When we wake up all hell has broken loose with the weather and it is evident pretty quickly that we are not walking anywhere today. A gale is blowing horizontal rain across the windows and we are unable to see more than a few feet. We would be reluctant to walk down the front path in this, let alone along a cliff-top path. We retreat to the café and order substantial vegetarian breakfasts and hot chocolate while we decide what to do next. We’ve got a room booked in Porthcurno tonight and a reservation on the Penzance to London sleeper tomorrow. We reluctantly decide to take a taxi to Porthcurno later in the day and see how things shape up. It is galling, we have never had to call off a walk before due to weather. Worst of all is being so close to Land’s End. But we decide that at least it will give us a good place to start from next year, and that there is no use in fretting about something we can’t do anything about.

We pack up our worldly goods and retire to the Whitesands Lodge lounge to lie about for a couple of hours. This confirms our view that we have come to somewhere good – partly because it reminds us what we were like a few years ago. At midday we pile us and our rucksacks into a taxi for Porthcurno and venturing outside convinces us we have done the right thing, as we are nearly blown straight back to Sennen again. We were staying at the Mariners Arms, since closed, which leaves us free to say what we really think about it. It is a charmless room above a charmless pub, with a carpet full of dog hairs, unfortunately paid for in advance or we would have followed our instincts and stayed at Sennen. Shortly afterwards, it stops raining and the sun comes out, which is just about the last straw until we realise that the Japanese grand prix is on the telly. We watch the whole thing while scoffing Super Noodles and Cuppa Soups from our rucksacks.

Post-race we stick our noses back outside to see what the weather is like and feel a bit encouraged by how bad it is – howling winds and black skies again. Porthcurno is home to the Minack theatre and the Museum of Wireless Telegraphy, as well as possessing a pretty if vertiginous sandy little cove. We try to see The Minack but are minutes too late. We explore a bit in both directions and realise we really would have been mad to venture onto the path, and also see a bit of the village and the church, all of which are considerably nicer than the pub we are staying at. The evening is not much better. They have pretensions to being a gourmet restaurant but it is being run with supreme ineffectiveness and it doesn’t bother to offer a vegetarian main course. Add a large party of people who – how shall we put this – are perhaps unused to the formal setting of a restaurant meal, who turn up at the last moment without booking, and you will see why we were truly glad to get out of this place. The only redeeming feature was the barman who was pleasant, chatty, interested in classic cars and working there so he could be near the surfing.
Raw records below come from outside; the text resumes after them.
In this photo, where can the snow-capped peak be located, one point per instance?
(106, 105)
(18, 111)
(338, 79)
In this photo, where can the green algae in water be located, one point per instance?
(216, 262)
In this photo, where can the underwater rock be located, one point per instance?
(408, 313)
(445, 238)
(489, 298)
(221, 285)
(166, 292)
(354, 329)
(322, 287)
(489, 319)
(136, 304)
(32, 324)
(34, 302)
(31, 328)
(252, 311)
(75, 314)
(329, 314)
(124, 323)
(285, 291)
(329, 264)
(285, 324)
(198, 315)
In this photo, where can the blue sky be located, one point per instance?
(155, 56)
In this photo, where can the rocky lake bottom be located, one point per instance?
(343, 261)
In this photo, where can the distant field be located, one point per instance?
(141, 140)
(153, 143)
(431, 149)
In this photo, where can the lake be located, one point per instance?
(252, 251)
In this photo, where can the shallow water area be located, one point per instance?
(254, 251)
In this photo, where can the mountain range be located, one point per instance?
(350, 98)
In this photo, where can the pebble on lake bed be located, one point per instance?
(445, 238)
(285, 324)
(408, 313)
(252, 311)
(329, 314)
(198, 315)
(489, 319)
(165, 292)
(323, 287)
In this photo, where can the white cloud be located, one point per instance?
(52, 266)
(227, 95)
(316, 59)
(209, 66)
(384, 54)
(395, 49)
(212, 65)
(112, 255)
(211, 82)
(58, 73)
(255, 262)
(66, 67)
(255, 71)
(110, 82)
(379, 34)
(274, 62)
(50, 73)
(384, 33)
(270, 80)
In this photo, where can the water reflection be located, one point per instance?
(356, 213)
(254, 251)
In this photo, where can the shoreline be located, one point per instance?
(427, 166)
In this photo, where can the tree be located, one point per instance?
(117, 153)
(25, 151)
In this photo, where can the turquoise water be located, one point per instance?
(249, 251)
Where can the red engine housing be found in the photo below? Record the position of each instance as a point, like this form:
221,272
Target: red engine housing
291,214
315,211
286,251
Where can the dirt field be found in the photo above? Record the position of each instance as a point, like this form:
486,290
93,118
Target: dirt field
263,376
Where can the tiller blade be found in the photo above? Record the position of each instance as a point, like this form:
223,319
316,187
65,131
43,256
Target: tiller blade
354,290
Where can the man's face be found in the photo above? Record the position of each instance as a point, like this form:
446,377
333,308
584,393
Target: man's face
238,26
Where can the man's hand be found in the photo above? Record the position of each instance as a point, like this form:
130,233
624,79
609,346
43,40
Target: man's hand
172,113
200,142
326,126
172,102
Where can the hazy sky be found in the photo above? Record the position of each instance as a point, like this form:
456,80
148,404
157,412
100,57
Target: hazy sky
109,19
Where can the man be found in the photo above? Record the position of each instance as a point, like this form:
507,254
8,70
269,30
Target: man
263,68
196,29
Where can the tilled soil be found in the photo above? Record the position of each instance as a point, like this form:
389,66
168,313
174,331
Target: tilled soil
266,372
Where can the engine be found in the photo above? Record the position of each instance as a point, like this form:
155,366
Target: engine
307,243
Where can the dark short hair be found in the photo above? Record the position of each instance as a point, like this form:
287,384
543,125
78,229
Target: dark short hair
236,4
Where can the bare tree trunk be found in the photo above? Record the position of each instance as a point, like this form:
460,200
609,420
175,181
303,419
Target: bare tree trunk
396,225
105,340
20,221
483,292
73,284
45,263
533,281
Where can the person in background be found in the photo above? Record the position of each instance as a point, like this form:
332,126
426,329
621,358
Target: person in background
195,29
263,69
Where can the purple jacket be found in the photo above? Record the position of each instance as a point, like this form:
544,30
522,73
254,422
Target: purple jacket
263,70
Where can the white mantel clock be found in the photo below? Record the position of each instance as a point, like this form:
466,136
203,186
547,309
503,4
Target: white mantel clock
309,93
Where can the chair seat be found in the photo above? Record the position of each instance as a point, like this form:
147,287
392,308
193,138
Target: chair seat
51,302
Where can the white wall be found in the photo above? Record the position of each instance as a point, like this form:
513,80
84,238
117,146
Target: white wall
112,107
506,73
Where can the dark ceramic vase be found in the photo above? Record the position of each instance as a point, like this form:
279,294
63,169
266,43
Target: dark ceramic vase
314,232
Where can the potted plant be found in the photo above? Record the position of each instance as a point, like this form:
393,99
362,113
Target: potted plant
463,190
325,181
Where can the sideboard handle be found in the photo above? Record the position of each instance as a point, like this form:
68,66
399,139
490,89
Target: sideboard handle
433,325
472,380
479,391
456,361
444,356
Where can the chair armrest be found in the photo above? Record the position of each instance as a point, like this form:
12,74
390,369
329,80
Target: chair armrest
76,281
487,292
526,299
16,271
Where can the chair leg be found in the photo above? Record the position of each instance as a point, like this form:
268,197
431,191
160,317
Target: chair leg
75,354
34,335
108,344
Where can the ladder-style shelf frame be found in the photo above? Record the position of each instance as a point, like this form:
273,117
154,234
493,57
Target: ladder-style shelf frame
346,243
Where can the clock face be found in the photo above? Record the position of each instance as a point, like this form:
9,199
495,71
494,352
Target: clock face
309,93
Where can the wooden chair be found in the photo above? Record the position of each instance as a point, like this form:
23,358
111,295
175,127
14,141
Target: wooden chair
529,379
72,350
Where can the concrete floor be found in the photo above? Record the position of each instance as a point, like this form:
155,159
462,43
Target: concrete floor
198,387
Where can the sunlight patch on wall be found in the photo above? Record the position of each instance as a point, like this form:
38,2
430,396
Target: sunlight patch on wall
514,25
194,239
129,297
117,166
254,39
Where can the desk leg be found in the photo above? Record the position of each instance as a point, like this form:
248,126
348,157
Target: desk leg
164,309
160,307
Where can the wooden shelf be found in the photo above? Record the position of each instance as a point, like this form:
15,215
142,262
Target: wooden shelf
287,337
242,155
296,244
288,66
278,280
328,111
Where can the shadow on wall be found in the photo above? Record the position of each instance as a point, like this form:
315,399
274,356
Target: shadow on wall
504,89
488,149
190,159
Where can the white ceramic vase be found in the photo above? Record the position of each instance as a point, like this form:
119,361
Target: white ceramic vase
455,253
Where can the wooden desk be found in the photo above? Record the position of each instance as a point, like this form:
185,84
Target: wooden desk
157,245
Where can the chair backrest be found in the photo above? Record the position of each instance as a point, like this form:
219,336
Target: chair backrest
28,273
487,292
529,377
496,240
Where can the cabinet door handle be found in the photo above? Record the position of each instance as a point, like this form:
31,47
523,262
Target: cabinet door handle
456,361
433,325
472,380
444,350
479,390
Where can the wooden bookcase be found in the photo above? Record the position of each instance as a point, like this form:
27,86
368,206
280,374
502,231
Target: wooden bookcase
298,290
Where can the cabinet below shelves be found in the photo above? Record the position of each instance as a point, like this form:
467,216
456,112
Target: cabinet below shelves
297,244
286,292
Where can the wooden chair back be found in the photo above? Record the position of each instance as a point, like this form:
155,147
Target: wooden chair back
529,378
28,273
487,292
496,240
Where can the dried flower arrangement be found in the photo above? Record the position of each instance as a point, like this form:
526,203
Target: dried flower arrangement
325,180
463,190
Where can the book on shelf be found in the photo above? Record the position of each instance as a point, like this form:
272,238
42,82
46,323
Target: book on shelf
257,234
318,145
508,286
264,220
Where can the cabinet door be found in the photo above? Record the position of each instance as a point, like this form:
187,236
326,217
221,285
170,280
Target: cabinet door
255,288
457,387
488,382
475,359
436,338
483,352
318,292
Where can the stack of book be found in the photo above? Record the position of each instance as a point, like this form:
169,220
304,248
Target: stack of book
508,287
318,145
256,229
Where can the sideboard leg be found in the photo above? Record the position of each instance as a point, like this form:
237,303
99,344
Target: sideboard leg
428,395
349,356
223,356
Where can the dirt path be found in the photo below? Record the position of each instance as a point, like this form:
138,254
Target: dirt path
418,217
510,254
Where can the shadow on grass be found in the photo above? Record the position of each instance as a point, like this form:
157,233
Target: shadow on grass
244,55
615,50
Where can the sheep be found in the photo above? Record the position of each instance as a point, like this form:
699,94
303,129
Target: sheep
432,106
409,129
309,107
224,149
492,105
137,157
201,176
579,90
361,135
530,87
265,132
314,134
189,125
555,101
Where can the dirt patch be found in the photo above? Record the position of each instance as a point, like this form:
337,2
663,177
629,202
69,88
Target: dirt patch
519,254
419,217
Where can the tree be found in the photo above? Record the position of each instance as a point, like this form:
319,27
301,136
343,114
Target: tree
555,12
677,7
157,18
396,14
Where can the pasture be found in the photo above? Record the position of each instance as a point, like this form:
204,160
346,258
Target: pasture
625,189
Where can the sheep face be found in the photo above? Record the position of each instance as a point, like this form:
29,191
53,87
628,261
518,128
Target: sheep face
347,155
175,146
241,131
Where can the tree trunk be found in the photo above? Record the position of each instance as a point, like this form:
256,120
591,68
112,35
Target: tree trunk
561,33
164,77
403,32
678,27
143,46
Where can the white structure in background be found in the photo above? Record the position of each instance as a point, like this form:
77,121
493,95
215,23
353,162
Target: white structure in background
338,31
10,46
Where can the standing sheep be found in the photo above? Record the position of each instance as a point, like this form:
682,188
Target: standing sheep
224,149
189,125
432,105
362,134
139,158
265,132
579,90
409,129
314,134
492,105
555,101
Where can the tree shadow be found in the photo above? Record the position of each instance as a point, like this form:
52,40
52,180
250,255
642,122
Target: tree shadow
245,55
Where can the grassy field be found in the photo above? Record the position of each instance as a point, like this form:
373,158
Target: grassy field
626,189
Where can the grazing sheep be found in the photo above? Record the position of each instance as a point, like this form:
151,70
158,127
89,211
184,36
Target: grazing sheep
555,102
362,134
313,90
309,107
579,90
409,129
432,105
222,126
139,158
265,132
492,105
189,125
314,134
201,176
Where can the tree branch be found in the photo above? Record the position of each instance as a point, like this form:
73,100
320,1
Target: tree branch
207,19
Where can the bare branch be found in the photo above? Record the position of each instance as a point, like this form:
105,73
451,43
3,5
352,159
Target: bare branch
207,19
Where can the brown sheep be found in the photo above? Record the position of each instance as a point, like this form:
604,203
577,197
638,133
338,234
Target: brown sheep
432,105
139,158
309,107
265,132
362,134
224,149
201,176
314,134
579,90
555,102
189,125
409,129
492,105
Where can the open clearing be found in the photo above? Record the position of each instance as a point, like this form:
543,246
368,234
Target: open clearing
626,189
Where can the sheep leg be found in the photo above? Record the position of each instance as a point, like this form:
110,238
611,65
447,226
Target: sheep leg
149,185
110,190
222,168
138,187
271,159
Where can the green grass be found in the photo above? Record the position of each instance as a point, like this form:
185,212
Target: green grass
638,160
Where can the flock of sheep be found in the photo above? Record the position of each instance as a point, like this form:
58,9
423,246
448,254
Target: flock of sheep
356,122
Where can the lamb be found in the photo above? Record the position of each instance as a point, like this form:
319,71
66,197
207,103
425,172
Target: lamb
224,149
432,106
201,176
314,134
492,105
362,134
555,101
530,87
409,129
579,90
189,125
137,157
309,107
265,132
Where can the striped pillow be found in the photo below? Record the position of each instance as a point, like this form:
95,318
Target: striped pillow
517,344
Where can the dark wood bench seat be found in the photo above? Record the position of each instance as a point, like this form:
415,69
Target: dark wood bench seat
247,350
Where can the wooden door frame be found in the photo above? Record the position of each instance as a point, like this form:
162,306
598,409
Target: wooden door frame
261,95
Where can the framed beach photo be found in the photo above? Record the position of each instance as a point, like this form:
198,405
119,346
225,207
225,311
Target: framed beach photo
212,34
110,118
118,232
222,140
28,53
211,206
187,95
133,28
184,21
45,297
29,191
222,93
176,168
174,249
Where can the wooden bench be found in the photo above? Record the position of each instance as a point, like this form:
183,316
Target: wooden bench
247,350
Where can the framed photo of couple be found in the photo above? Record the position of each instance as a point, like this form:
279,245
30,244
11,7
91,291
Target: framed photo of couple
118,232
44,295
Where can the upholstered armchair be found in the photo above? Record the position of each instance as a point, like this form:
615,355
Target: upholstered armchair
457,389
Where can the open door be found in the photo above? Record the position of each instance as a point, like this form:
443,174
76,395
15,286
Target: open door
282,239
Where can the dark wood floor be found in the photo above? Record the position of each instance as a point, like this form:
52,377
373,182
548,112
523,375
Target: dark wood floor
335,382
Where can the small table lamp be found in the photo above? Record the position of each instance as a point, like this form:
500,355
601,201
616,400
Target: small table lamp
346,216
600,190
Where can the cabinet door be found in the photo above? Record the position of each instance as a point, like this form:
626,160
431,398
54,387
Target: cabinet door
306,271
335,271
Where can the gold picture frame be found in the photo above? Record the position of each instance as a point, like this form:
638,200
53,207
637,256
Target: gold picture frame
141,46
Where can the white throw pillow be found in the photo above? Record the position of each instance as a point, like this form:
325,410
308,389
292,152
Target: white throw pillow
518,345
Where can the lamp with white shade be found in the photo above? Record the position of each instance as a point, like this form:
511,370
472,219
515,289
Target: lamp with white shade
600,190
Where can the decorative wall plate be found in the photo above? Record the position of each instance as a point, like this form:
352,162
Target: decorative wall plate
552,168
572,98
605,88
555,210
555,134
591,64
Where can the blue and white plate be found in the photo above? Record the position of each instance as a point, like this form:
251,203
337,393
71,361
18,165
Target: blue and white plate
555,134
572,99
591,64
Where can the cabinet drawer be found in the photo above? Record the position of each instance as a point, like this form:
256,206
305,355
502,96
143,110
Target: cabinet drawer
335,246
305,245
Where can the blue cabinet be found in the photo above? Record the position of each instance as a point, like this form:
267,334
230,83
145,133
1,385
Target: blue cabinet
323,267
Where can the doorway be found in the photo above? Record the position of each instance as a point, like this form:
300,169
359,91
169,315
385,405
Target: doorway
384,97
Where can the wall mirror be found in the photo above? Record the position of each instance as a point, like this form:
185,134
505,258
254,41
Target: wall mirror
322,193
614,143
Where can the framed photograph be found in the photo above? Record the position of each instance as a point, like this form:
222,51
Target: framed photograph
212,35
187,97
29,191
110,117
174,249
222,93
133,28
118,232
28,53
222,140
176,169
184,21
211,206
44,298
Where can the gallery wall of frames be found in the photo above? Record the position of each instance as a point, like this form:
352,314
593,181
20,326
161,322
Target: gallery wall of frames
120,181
The next day is bright and sunny. What to do? Given that we have to be on a train to Penzance that night, which is quite a distance by coast from Porthcurno, we decide walking is still a bad idea. Conditions are fine, but we are strict about walking this path in a continuous line and we feel we will just be better off starting again next year. We book a taxi to take us to Penzance and use the intervening time to see The Minack. It’s certainly in an impressive location, and is a tribute to the determination of its founder, but there is something about it not to our personal taste – it is basically created out of hand-decorated concrete and, when all is said and done, facing countless miles of Atlantic rather than the balmy Mediterranean. There is something of the grand folly about it, although it is practically blasphemy to say so. Visitors tend to potter about reverently, as if viewing a cathedral.

In Penzance we take an impulse decision to jump on the little scenic train for St Ives, since we felt dragged untimely from that place a few days before. Unfortunately it is a lot less fun when you’re dragging a big rucksack about, and the Tate is by now closed for rehanging, so we while away a pleasant afternoon on the beach before heading back to Penzance. Dinner in the restaurant of the wonderful Savoy Cinema where we can eat at leisure and enjoy acres of comfort food like nachos, potato wedges and onion rings. Then to the silent, deserted station in time to board the sleeper home – a tremendously fun experience, if a little short on actual restful sleep. This meant that the holiday went on, despite the last-minute setback, until the very moment we arrived back in London.